1801 Mezzotint Portrait of George Washington by Edward Savage after Gilbert Stuart

Offered is an original mezzotint print depicting a portrait of George Washington. The work dates to 1801 and was produced by engraver Edward Savage.

This print was published shortly after Washington's death, to celebrate his importance as one of the leading founding fathers of the nation. His visage is based off the famous "Lansdowne" portrait by Gilbert Stuart, originally painted in 1796 in one of the several in-person sittings Washington had with Stuart. Stuart's portrait was adapted by countless painters during the period, who, without access to Washington themselves, often painted variants of Gilbert's original. Savage was one of many to produce his own variation of Stuart's Lansdowne portrait in oil paint. He later replicated the painting as a mezzotint engraving, which is what is presented here.

The standing portrait shows President George Washington in front of neoclassical columns. In keeping with Stuart's original depiction, the composition is highly symbolic. In his right hand, Washington holds a dress sword, hinting at his military prowess and his significant role as Commander in Chief. To his left is a table strewn with books, scrolls, a quill and an ink pot to signify rule of law.

Edward Savage (1761-1817) was an American portrait painter and engraver born in Massachusetts. By 1780, Savage was working on commissions for buyers in Boston, mostly producing engravings of works by John Singleton Copley. Although not classically trained, Savage came to prominence in his depiction of George Washington of 1789, which was intended as a gift to Harvard University. This relationship with Harvard University allowed Savage to continue to depict Washington and his wife Martha for years to come. Savage produced the only contemporary work that depicted Washington at his home estate Mount Vernon, entitled The Washington Family.

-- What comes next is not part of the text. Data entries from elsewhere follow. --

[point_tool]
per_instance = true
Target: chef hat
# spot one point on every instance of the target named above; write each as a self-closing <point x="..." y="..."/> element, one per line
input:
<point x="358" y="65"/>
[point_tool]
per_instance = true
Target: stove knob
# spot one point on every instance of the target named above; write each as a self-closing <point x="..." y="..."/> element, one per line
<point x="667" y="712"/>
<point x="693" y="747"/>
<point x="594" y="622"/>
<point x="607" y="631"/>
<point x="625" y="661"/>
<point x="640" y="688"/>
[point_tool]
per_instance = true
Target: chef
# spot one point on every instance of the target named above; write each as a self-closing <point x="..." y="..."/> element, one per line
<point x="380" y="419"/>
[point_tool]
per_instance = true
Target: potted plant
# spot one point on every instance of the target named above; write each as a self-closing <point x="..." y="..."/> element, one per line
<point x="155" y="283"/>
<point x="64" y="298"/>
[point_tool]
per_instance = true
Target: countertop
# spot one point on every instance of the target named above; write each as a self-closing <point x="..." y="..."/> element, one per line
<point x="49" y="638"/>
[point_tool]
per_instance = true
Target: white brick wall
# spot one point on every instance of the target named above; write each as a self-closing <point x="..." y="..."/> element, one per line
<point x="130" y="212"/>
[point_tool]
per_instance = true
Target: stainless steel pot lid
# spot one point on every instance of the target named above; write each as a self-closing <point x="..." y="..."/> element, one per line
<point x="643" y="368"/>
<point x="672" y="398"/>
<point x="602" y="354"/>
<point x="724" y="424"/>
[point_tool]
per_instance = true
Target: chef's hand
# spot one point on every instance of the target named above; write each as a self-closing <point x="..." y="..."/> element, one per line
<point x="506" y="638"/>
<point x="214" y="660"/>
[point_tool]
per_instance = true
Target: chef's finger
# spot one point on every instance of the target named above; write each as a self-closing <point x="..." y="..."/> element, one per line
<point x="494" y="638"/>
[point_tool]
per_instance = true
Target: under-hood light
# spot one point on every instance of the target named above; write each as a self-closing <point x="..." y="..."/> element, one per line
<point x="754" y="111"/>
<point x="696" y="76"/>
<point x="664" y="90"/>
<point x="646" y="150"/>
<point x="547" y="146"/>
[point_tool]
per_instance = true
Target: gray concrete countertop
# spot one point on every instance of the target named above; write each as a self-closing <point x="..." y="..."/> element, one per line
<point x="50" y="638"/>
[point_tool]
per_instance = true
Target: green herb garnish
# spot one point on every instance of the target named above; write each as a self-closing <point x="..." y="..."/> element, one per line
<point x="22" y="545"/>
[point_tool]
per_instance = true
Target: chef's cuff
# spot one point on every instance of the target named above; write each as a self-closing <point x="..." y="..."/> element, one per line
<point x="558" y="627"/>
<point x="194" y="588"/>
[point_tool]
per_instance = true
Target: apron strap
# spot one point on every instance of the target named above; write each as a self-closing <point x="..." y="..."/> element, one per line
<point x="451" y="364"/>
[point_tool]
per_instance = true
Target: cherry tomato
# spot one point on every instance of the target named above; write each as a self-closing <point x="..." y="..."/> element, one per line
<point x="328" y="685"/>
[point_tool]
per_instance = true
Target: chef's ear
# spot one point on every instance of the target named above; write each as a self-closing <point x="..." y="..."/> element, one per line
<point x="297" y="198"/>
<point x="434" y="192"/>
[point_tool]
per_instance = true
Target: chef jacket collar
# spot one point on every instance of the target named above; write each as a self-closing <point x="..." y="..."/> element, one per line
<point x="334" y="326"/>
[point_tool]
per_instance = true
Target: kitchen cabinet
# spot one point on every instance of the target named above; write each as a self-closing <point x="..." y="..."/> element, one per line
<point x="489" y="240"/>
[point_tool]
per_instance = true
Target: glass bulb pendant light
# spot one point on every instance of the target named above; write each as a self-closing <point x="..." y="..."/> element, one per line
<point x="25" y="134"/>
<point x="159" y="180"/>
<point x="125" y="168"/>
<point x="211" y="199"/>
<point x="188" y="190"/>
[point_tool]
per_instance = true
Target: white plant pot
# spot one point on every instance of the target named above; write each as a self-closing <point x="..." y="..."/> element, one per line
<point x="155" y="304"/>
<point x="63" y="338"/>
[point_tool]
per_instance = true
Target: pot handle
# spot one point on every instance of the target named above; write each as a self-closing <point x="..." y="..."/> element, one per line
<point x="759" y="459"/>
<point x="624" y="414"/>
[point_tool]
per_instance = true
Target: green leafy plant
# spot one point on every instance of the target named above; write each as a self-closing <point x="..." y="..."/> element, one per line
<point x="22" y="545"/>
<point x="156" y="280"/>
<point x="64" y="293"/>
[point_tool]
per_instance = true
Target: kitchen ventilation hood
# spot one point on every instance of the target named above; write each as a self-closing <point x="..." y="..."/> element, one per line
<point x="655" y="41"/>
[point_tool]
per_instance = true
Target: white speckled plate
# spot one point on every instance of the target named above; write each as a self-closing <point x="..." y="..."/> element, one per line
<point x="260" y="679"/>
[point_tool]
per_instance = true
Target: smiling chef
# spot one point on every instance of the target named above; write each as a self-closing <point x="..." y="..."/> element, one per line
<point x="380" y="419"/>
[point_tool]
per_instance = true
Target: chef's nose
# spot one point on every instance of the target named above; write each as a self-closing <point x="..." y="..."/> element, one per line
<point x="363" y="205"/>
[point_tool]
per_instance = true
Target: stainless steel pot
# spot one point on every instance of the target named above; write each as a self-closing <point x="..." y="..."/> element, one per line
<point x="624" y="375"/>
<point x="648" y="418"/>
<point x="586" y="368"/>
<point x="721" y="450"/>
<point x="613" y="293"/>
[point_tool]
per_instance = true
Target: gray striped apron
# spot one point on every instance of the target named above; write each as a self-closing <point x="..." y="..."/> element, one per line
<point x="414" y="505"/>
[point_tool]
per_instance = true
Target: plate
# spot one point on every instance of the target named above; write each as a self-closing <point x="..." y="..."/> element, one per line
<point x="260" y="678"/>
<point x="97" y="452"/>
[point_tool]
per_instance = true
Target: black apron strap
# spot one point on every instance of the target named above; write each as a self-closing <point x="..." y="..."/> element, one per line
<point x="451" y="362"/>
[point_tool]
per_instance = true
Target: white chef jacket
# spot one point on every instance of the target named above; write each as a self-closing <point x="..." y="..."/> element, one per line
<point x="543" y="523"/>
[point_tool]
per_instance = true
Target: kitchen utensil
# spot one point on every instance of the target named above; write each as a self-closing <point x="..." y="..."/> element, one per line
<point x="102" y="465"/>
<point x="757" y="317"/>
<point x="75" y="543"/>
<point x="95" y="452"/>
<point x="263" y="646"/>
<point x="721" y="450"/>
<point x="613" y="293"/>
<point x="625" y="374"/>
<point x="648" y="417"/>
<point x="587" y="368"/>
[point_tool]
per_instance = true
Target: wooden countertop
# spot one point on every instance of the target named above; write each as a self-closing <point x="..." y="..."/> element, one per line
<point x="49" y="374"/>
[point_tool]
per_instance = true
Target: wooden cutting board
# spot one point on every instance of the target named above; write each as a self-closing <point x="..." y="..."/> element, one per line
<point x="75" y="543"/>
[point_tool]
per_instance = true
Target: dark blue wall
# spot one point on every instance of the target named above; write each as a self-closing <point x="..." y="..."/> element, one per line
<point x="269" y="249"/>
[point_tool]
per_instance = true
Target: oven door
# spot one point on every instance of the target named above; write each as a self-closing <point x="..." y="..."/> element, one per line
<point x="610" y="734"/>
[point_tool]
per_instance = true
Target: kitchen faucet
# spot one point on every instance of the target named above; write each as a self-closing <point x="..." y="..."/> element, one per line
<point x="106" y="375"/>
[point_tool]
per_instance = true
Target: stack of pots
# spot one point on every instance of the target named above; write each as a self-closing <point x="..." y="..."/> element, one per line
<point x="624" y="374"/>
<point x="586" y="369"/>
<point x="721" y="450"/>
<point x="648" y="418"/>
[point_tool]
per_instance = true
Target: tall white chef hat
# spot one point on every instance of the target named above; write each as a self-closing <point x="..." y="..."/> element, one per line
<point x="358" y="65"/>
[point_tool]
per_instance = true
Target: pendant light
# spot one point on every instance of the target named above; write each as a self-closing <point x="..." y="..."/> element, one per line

Savage went on to produce many more portraits of Washington and sold prints to Washington himself to be housed in his Mount Vernon estate.


Overall very good condition, especially considering age. Some overall toning, but no severe staining visible. Slight loss at bottom right corner.

Print has been archivally framed in a custom-built black wooden frame with acid-free dark top mats and two spandrels. Framed Dimensions: 38 1/2” H x 32” W x 2 1/4” D.